Por outro lado, para complementar os processos acidogênicos mais comuns a partir de glicose, alguns gêneros como Acetobacterium produzem acetato com glicose como substrato. A glicose, como em outros metabolismos, é convertida em piruvato pela glicólise, na qual se geram poder redutor (NADH) e energia química (ATP) por fosforilação a nível de substrato. Posteriormente o piruvato é transformado em acetil-CoA e dióxido de carbono como subproduto na descarboxilação oxidativa, e, por fim a acetil-CoA é transformada em acetato. Nestas últimas transformações se geram poder redutor e energia química adicionais; a última, pela fosforilação a nível de substrato. Para atingir o balanço redox, o poder redutor gerado no processo global pode-se usar por uma hidrogenase bidirecional para produzir hidrogênio (H2) por meio da ferredoxina (Reação 43). A produção de acetato a partir da glicose é apresentada na Figura 4.

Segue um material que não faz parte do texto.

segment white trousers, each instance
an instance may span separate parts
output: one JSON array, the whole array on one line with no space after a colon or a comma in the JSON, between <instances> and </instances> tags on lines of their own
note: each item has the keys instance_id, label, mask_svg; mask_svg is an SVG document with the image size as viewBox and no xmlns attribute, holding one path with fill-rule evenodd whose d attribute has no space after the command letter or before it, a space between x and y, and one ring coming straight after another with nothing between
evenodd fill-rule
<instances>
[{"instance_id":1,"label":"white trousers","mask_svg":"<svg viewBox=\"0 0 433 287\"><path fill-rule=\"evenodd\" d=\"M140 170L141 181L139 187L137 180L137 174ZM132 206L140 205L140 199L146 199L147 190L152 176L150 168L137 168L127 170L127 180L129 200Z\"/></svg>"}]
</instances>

Finalmente, espécies do gênero Propionibacterium e alguns Clostridium produzem propionato como principal produto da fermentação de glicose (fermentação primária) ou, essencialmente, de lactato (fermentação secundária) (Madigan et al., 2015). Quando a glicose é o substrato, primeiro é catabolizado pela glicólise até piruvato; mesmo produto inicial quando o substrato é o lactato (Madigan et al., 2015). O piruvato posteriormente é

transformado em dióxido de carbono e acetil-CoA (descarboxilação oxidativa) ou propionil- CoA, que finalmente se convertem em acetato e propionato, respetivamente. Na produção de acetato se produz poder redutor (NADH) e energia química (ATP) por fosforilação a nível de substrato, enquanto na transformação em propionato é consumido o poder redutor gerado nas transformações anteriores, atingindo o balanço redox, e é produzida energia química, mas, neste caso, por fosforilação oxidativa a partir da força próton-motriz. Poder redutor para produzir propionato pode também se obter pela oxidação de hidrogênio (H2) por meio de uma hidrogenase bidirecional (Valdez-Vazquez & Poggi-Varaldo, 2009), por meio da ferredoxina, pela reação inversa da Reação 43. Estes processos fermentativos de produção de propionato são apresentados na Figura 5.

Figura 4. Fermentação de glicose para produção de acetato (fermentação homoacética).

São produzidas duas moléculas de acetato e quatro de hidrogênio por molécula de glicose. Este rendimento é o máximo teórico, mas por processos catabólicos desconsiderando os processos anabólicos. Se a enzima PFR atua no processo, a transferência de elétrons pode ser direta à ferredoxina. Se essa transferência se realiza por meio do NADH, a enzima FNR ou uma similar deve estar presente na transferência de elétrons do NADH à ferredoxina. A figura detalha o processo catabólico. No processo anabólico de, por exemplo, a formação de novas células, se produz um intermediário energético como acetil-CoA. PFR: Piruvato ferredoxina oxidorredutase. FNR: Ferredoxina NAD(P)+ redutase. HIDB: Hidrogenase bidirecional.

Figura 5. Fermentação de lactato para produção de propionato.

a) Fermentação “heteropropiónica” com duas moléculas de propionato e uma de acetato a partir de três moléculas de lactato. b) Fermentação “homopropiónica” com uma molécula de propionato a partir de uma molécula de lactato com consumo de hidrogênio pela HIDB para fornecer o poder redutor. A figura detalha o processo catabólico. No processo anabólico de, por exemplo, a formação de novas células, se produz um intermediário energético como acetil-CoA. Na transformação de piruvato em propionil-CoA, a figura expressa a produção de energia química (ATP) pela fosforilação oxidativa a partir da força próton-motriz. FNR: Ferredoxina NAD(P)+ redutase. HIDB: Hidrogenase bidirecional.